We would like to reestablish a small groups ministry, to further the fellowship and deepen the discipleship at our church. These would meet in homes or in third-spaces, like the church or a café. If you would like to lead a small group, please let us know. These groups can meet any time, as long as we can coordinate schedules through the church office. My wife Kim has also volunteered to coordinate the small groups ministry, if we are able to establish them.
Our next major improvement to the ordinary ministry of the church will be a revitalization of our online presence. We are currently scheduled to meet with a consultant who will guide us to making a cost effective investment in our online video and audio production. We hope that those of you who primarily engage with the church online will have a substantial improvement to the quality of your experience soon.
The Holiday Season
The Christmas season begins this month, with the first week of Advent on November 30th. Christmas is the celebration of the birth of Jesus as a human, which set in motion God’s plan for the salvation of the world. On the Christian calendar it is the second holiest day, after Easter. In our society, it is the only religious observance many culturally Christian people participate in. Most churches have a swell of attendance during Christmas, with many attending only that one service in the year. I want to balance these two aspects of Christmas. I hope to make it a time of deep and holy introspection, as well as a time of evangelistic outreach.

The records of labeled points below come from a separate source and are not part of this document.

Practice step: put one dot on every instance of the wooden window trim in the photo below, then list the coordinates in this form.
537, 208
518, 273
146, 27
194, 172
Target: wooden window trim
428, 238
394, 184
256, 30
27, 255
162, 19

My intention with Advent is to lead us theologically and emotionally through the biblical narrative that culminated in Christ’s birth. It took well over a thousand years from God’s liberation of the Israelite slaves to arrive at the birth of Jesus. Because of their own sin, the way was long and painful. But God planned their failure, to highlight his own goodness. They failed to live up to God’s demands, so God was born as a human in order to fulfill his own demands on our behalf. It is this biblical narrative that gives the Christmas season its theological depth. I pray that we would find ourselves in that story over these next two months.
Thailand Mission Update
On the 23rd of this month a small group consisting of myself and three others will leave for Thailand. We will be there for just under two weeks. We will fly back on December 5th and I will be back to preach on the 7th. In that short time we will be exploring what the future of the long-term partnership between FCBC and AYDC will look like. For now, it seems that I will provide some religious education to the Akha tribal pastors. We are looking at establishing some kind of online teaching program for these pastors who have no formal education at all. They only have the calling of God on their lives, and we will provide some of the support for that calling through my teaching.
Finally, as part of my project to aid the Akha pastors I was tasked with creating two documents: an introduction to the background of the Bible is intended to educate the pastors in the information necessary to “rightly divide the Word of truth” (2 Tim. 2:15), and a version of the Gospel translated into Akha idiom is intended to guide the Akha pastors’ own presentation of the Gospel to non-believing Akha. Please pray for the success of both our educational and evangelistic ventures.